Nel corso della riunione, Luca Benedetto il vice presidente del Gasp (Gruppo Archeo - speleologico) e scopritore del sito, ha spiegato che "dopo esserci resi conto della presenza di alcune caratteristiche scientificamente interessanti, lo scorso maggio abbiamo avviato i primi lavori di disostruzione dell'ingresso del sito ed il 27 settembre scorso, abbiamo scoperto qualcosa di incredibilmente interessante dal punto di vista dello studio scientifico. L'importanza della scoperta consiste nel fatto che siamo di fronte ad una grotta attiva con numerose gallerie orizzontali, enormi camini, arrivi e fratture, nonché esseri troglobi. Siamo felici - ha detto - che la Regione Puglia abbia compreso l'importanza della nostra scoperta e deciso di favorire il proseguimento degli studi, che in questo caso presentano numerosi spunti di interesse che riguardano le acque e il microclima interno e esterno, la cavità del territorio del canale di Pirro dal punto di vista geologico e idrogeologico, aspetti di speleogenesi, il monitoraggio del radon e studio e della fauna e della flora che abitano il sito".

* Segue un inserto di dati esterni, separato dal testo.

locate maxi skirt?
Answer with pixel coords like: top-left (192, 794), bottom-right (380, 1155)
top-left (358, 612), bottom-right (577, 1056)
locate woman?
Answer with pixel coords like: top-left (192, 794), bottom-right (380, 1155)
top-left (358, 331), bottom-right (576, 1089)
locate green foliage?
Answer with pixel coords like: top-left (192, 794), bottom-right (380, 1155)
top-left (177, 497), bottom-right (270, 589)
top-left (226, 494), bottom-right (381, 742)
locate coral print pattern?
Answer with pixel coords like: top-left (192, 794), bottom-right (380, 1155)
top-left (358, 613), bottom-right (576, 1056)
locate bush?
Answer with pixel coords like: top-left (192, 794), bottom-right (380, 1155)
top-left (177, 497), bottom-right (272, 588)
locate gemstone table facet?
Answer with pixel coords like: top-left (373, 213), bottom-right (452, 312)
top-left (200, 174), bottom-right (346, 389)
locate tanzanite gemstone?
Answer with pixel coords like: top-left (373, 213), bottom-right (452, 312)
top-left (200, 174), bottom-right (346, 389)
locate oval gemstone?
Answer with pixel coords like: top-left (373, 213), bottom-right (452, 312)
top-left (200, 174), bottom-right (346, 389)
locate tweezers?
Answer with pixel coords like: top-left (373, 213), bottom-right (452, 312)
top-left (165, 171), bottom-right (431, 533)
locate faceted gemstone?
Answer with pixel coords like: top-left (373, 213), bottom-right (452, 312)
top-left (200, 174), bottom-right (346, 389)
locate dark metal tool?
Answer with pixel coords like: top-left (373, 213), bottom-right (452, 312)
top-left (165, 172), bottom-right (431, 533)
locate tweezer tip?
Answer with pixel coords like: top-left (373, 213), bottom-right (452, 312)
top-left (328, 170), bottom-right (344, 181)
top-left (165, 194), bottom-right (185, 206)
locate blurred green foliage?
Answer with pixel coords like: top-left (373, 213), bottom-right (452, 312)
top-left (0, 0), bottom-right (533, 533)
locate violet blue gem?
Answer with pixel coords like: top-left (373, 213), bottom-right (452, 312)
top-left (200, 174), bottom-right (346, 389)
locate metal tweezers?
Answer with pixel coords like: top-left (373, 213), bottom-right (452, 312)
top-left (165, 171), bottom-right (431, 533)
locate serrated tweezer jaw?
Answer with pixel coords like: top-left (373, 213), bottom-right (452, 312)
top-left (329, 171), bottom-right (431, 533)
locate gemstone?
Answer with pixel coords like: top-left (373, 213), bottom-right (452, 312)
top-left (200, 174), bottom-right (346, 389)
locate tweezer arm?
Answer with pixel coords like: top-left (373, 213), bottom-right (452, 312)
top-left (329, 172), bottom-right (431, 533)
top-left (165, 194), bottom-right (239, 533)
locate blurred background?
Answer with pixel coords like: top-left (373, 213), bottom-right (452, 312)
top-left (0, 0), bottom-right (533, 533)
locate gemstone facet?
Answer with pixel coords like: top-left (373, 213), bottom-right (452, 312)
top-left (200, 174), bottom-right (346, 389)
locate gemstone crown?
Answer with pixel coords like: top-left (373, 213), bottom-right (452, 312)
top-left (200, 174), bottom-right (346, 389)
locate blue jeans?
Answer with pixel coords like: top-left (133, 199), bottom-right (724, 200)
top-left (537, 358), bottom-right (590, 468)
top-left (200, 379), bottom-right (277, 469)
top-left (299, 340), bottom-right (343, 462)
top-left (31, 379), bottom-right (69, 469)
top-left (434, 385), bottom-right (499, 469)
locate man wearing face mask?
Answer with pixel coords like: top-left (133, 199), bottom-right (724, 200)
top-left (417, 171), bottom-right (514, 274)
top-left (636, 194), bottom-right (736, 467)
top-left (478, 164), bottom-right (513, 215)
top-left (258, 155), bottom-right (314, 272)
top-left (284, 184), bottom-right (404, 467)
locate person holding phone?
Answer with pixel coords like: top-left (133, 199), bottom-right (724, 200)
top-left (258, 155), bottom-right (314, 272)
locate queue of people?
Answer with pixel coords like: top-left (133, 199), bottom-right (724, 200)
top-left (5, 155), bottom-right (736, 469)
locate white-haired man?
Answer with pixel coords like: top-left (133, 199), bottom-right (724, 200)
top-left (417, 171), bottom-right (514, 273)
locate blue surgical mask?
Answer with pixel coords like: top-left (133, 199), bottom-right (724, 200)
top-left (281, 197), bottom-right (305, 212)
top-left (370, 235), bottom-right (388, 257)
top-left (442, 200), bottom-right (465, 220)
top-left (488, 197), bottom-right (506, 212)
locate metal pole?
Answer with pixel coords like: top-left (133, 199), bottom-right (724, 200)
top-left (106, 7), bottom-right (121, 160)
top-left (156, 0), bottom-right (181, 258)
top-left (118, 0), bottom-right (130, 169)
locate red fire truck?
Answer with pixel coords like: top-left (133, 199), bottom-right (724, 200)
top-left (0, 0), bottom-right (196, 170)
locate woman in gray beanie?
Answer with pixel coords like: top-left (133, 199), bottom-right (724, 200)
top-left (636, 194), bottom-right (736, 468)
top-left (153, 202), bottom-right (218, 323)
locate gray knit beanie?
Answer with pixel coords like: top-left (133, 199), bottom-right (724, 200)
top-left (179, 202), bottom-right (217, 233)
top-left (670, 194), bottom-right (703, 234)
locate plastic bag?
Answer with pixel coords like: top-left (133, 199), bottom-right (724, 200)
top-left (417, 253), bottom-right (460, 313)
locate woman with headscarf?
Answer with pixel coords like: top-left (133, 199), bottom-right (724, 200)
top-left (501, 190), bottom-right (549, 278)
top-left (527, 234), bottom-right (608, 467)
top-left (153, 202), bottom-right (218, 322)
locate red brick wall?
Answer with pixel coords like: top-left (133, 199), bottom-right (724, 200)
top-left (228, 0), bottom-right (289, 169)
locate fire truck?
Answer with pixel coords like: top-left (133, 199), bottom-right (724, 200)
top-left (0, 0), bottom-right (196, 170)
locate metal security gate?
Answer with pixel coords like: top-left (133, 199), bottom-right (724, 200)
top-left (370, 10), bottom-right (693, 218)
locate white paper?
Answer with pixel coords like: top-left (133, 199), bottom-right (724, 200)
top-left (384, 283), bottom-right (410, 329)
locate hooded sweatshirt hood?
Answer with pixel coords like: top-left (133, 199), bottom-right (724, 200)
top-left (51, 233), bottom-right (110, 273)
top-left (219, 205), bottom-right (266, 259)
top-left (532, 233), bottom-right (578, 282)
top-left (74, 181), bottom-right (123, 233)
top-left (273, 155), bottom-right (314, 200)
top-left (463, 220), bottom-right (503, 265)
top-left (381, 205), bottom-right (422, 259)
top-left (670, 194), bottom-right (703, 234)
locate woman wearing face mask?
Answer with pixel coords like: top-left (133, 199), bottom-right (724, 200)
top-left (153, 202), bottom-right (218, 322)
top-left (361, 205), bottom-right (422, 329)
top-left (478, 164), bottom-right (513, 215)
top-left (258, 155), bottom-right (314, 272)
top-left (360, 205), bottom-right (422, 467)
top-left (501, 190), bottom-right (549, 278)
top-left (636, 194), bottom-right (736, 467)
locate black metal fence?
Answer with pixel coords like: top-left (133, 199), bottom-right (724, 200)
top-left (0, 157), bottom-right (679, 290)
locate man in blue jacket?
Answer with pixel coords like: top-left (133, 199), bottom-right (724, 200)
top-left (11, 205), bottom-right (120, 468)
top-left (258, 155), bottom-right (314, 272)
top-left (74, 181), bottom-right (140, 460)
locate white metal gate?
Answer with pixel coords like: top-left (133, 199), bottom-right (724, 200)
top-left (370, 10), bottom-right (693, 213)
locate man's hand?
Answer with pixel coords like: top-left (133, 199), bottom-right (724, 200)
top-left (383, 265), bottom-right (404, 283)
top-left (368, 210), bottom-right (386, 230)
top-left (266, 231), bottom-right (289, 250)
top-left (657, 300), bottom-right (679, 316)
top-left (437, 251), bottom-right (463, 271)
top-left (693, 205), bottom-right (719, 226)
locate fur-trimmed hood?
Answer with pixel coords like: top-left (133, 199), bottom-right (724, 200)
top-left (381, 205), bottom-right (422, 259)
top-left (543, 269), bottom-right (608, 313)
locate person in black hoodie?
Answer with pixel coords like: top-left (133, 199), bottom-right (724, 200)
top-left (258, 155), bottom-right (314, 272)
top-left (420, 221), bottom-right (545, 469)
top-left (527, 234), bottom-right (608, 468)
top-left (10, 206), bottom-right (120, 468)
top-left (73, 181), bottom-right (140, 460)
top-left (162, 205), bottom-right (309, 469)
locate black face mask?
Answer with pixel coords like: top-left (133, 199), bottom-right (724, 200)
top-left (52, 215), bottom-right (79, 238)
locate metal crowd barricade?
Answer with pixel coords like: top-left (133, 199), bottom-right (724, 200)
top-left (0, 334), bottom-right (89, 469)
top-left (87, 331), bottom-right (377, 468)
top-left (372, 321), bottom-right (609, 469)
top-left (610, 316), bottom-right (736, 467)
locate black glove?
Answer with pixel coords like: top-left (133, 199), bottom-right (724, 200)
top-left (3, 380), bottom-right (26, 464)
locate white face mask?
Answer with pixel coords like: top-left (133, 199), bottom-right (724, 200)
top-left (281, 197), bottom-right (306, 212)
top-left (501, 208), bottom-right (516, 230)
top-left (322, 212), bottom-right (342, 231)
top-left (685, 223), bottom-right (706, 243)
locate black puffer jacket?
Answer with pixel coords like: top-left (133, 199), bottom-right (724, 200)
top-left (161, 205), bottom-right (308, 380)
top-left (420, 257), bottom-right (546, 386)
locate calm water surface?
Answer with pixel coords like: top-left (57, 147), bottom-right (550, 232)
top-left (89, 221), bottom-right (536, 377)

Secondo il segretario generale dell'Autorità di Bacino della Puglia Antonio di Santo, "con molta probabilità, si tratta di un potenziale grande laboratorio di attività educative, che potrebbe contribuire all'approfondimento delle conoscenze relative ai fenomeni connessi a questioni idrauliche e di inquinamento del suolo e del sottosuolo. Della stessa opinione i tecnici dell'Arpa Piglia, che hanno sottolineato come attraverso lo studio di questo sito si possa avviare un importante percorso conoscitivo dei fattori di permeazione ed accrescere la conoscenza degli aspetti di contaminazione del suolo e della falda".